Is the square root of a complex number over a field always well-defined?

Question

A complex number over a field $F$ is defined as $a+b\text{i}$ where $a,b\in F$ and $\text{i}$ is the square root of the inverse of the multiplicative identity of $F$, denoted as $\text{i}^2 = -1$. I have several questions about this definition.

1. Is there any restriction on $F$ in addition to that the square roots of $-1$ must exist? Should $F$ be a quadratically closed field, i.e. every number in $F$ has a square root?

2. How square root of a complex number is defined? The square root of a complex number over $\Bbb R$ can be defined by De Moivre's formula, but I don't see how this is extended to an arbitrary field.

For question 2, I can imagine a simple definition. For a complex number $c=\alpha+\beta\text{i}$, we can define the square root of $c$ as a complex number $a+b\text{i}$ st. $a^2-b^2=\alpha,2ab=\beta $. But I don't know if this definition is appropriate.
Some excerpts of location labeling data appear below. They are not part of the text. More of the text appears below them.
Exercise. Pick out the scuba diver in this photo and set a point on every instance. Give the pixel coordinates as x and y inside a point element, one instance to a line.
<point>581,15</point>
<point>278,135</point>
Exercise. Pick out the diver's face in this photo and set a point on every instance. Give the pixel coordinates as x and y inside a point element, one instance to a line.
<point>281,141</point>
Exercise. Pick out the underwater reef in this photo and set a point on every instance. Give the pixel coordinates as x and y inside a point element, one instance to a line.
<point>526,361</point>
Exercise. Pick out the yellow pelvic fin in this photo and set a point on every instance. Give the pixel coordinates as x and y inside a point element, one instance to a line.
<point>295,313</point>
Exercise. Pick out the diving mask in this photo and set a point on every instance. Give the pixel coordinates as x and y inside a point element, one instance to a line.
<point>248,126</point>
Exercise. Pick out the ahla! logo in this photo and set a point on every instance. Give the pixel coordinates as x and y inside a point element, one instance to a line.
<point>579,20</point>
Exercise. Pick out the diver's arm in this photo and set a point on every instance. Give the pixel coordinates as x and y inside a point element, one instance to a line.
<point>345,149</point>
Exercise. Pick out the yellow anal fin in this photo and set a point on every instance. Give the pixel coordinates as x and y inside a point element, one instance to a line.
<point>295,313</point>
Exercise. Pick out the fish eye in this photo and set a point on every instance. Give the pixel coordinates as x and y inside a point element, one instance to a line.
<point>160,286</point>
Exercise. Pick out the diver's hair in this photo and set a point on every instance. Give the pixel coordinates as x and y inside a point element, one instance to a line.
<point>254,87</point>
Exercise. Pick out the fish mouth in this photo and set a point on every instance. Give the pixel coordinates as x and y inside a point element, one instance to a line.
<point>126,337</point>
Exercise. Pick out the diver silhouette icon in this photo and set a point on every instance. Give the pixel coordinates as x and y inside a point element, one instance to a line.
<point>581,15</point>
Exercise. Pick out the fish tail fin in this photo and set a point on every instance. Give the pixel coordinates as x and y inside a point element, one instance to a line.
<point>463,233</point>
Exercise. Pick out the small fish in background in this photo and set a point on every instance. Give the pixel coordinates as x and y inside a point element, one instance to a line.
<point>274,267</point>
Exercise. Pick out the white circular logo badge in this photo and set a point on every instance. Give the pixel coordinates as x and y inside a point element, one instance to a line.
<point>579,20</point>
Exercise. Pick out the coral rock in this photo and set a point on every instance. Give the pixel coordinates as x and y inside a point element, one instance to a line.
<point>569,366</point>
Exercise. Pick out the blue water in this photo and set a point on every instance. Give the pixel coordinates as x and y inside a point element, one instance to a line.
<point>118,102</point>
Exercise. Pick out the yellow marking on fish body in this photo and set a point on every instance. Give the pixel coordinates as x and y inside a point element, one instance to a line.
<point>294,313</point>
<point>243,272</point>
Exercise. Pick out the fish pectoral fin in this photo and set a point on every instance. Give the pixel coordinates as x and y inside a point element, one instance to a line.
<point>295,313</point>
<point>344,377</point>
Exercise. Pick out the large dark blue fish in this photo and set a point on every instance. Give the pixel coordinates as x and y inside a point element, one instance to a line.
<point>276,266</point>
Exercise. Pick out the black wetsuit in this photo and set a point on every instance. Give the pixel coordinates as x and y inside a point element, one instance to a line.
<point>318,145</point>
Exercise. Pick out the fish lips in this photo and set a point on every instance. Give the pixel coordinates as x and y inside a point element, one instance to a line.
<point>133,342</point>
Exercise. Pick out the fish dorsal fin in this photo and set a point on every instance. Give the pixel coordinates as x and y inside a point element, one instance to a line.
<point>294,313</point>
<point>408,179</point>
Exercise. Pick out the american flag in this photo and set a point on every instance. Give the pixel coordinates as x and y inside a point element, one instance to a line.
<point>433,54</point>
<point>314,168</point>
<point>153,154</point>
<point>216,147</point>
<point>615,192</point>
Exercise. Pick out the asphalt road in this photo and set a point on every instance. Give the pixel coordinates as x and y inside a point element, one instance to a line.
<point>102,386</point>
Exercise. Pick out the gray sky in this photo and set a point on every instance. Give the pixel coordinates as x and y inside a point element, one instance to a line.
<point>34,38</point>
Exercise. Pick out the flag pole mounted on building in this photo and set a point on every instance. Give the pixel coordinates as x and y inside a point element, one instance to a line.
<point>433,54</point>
Any help and reference is appreciated. Thank you!

Answer 1

I believe the definition is best described as a quotient structure. Let $F$ be our field and $F[X]$ the polynomial ring. Then the "complex numbers" over the field is the structure $F[X]/\langle X^2+1\rangle$, at which the idea of squareroot becomes entirely superflous. To check that the quotient is a field we only need to check that $\langle X^2+1\rangle$ is maximal which isn't a too terribly difficult task.

As such we do not need the function of squareroot to be meaningful, we can have $F=\mathbb{Q}$ and as such there is no way to extend it to any field. If you place additional restrictions on the field in question you can start making the definition meaningful.

Answer 2

First, if $F$ already contains something whose square is $-1$ -- for example, if $F=\mathbb C$ or $F=\mathbb F_{37}$. -- then trying to make complex numbers over it goes wrong, and you end up with zero divisors, and not a field.

For example, with complex numbers over $\mathbb F_{37}$ we have $(6+i)(6-i)=0$.

Second, in general there is no canonical way to pick out a single square root of an element of a field. If we have $x$ and some $y$ such that $y^2=x$, then both $y$ and $-y$ will be possible square roots of $x$, and there is no general systematic way to pick exactly one of them to be "the" square root of $x$.

In order to find $y$ given $x$ one can use your computation at the end of the question to find a quadratic equation for $a$ and $b$, and then solve that in $F$ -- which generally requires you to be able to find square roots in $F$ already somehow.